# Loading Experiment Data

In this notebook, we start by loading the data collected while running different experiment-wares (in this case, MIP solvers), and perform some preprocessing on this data to allow its use for further analysis in dedicated notebooks.

## Imports

We first need to import the modules we need to load the data.
In particular, we must obviously import *Metrics-Wallet*, which we will use to deal with our data.

In [1]:
from itertools import product
from metrics.wallet import BasicAnalysis

## Reading the data

The next step is to read the data from the log files produced by our different experiment-wares.
This data is described in the file [`metrics_scalpel.yml`](config/metrics_scalpel.yml), and automatically parsed by *Metrics-Scalpel* to create a `BasicAnalysis` object.

In [2]:
analysis = BasicAnalysis(input_file='config/metrics_scalpel.yml')

The `BasicAnalysis` object instantiated above provides elementary and general methods for preprocessing our data before actually analyzing the results (which will require more specific methods as it can be seen in the dedicated notebooks).
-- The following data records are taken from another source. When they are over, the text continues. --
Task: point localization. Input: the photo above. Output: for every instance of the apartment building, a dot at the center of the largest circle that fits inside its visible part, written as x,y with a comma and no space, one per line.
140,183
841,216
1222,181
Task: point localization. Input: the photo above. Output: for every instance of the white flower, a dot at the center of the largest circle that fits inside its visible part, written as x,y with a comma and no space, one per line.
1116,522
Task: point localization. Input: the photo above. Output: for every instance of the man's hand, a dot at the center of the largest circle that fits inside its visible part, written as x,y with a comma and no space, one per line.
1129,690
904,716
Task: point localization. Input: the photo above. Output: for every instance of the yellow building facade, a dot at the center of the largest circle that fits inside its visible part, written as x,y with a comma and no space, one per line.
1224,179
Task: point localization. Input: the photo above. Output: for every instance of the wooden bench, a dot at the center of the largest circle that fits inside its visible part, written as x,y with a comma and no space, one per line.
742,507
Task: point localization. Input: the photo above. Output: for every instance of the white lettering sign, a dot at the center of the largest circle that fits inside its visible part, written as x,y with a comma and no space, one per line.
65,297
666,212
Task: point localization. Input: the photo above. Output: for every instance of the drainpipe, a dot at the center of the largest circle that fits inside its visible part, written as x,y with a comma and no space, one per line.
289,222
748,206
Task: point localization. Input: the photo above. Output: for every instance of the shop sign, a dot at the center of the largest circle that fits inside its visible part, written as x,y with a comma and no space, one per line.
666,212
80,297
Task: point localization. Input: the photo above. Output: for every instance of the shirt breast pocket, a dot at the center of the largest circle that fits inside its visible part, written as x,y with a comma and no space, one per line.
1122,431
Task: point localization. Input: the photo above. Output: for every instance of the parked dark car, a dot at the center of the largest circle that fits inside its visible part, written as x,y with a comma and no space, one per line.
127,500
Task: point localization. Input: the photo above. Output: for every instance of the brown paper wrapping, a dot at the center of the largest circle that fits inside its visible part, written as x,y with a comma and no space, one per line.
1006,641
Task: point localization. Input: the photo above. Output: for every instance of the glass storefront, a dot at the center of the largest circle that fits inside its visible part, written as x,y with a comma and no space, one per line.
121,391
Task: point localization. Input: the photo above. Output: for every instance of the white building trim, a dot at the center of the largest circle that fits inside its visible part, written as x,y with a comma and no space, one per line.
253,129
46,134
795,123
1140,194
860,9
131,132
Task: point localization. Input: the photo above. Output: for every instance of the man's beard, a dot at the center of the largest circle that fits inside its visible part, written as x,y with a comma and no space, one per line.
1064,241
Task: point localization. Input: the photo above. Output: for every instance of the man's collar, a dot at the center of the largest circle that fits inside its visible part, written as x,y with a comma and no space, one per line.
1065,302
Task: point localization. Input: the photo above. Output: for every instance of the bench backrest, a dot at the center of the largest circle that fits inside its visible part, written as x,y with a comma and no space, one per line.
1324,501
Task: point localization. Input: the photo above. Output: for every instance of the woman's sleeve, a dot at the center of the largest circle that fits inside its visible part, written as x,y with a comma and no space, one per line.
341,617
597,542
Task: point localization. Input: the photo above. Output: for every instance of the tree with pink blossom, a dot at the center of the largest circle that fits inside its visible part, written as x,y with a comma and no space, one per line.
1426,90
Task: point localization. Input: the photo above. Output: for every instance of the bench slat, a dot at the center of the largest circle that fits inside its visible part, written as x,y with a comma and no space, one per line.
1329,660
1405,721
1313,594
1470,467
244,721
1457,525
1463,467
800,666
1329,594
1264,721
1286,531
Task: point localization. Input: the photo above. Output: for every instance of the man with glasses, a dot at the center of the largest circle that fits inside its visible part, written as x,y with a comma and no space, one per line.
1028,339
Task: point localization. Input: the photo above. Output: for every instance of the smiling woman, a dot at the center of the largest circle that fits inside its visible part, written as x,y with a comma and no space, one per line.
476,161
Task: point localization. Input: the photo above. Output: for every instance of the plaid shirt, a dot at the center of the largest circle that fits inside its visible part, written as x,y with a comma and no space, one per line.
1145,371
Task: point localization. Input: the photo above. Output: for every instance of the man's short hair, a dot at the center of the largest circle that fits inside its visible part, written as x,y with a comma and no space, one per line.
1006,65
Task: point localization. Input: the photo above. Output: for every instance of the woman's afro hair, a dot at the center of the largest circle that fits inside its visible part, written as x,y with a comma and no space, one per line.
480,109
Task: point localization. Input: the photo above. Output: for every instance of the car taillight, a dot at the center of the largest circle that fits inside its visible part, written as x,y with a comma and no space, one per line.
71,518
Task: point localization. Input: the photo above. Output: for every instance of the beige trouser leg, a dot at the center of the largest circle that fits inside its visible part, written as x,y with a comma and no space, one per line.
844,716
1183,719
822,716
An important thing to do now is to visualize the collected data, to make sure that everything was properly read.
This can be achieved by looking at the data-frame that has been built inside the `BasicAnalysis` object.

In [3]:
analysis.data_frame

Unnamed: 0,input,experiment_ware,cpu_time,timestamp_list,bound_list,status,decision,objective,timeout,success,user_success,missing,consistent_xp,consistent_input,error
0,/home/cril/wwf/Benchmarks/MILP/roi5alpha10n8.m...,scip.sh,1200.860,"[52.3, 52.9, 71.8, 73.3, 75.5, 80.0, 84.5, 90....","[0.0, -24.62681, -24.62681, -24.62681, -24.626...",,,,1200.0,True,True,False,True,True,False
240,/home/cril/wwf/Benchmarks/MILP/roi5alpha10n8.m...,ilog_4.sh,1200.430,,,,,,1200.0,True,True,False,True,True,False
480,/home/cril/wwf/Benchmarks/MILP/roi5alpha10n8.m...,scip_c.sh,1198.330,"[52.3, 52.9, 72.0, 73.4, 75.7, 80.3, 84.8, 90....","[0.0, -24.62681, -24.62681, -24.62681, -24.626...",interrupted,,-43.566620,1200.0,True,True,False,True,True,False
720,/home/cril/wwf/Benchmarks/MILP/roi5alpha10n8.m...,ilog_6.sh,1200.070,,,,,,1200.0,True,True,False,True,True,False
960,/home/cril/wwf/Benchmarks/MILP/roi5alpha10n8.m...,scip_b.sh,1198.190,"[52.2, 52.8, 71.8, 73.3, 75.6, 79.8, 85.0, 91....","[0.0, -24.62681, -24.62681, -24.62681, -24.626...",interrupted,,-50.430375,1200.0,True,True,False,True,True,False
...,...,...,...,...,...,...,...,...,...,...,...,...,...,...,...
479,/home/cril/wwf/Benchmarks/MILP/neos-4722843-wi...,ilog_4.sh,177.752,,,"optimal, tolerance",optimal,25009.663366,1200.0,True,True,False,True,True,False
719,/home/cril/wwf/Benchmarks/MILP/neos-4722843-wi...,scip_c.sh,891.971,"[77.5, 78.6, 81.4, 84.9, 95.4, 107.0, 108.0, 1...","[33439.4, 31171.87, 30103.76, 30103.76, 27707....",solved,optimal,25009.663366,1200.0,True,True,False,True,True,False
959,/home/cril/wwf/Benchmarks/MILP/neos-4722843-wi...,ilog_6.sh,180.399,,,"optimal, tolerance",optimal,25009.663366,1200.0,True,True,False,True,True,False
1199,/home/cril/wwf/Benchmarks/MILP/neos-4722843-wi...,scip_b.sh,763.956,"[77.7, 78.8, 81.7, 85.2, 95.6, 108.0, 108.0, 1...","[33439.4, 31171.87, 30103.76, 30103.76, 27707....",solved,optimal,25009.663366,1200.0,True,True,False,True,True,False


As everything seems to be OK, we can now proceed with the preprocessing of our data.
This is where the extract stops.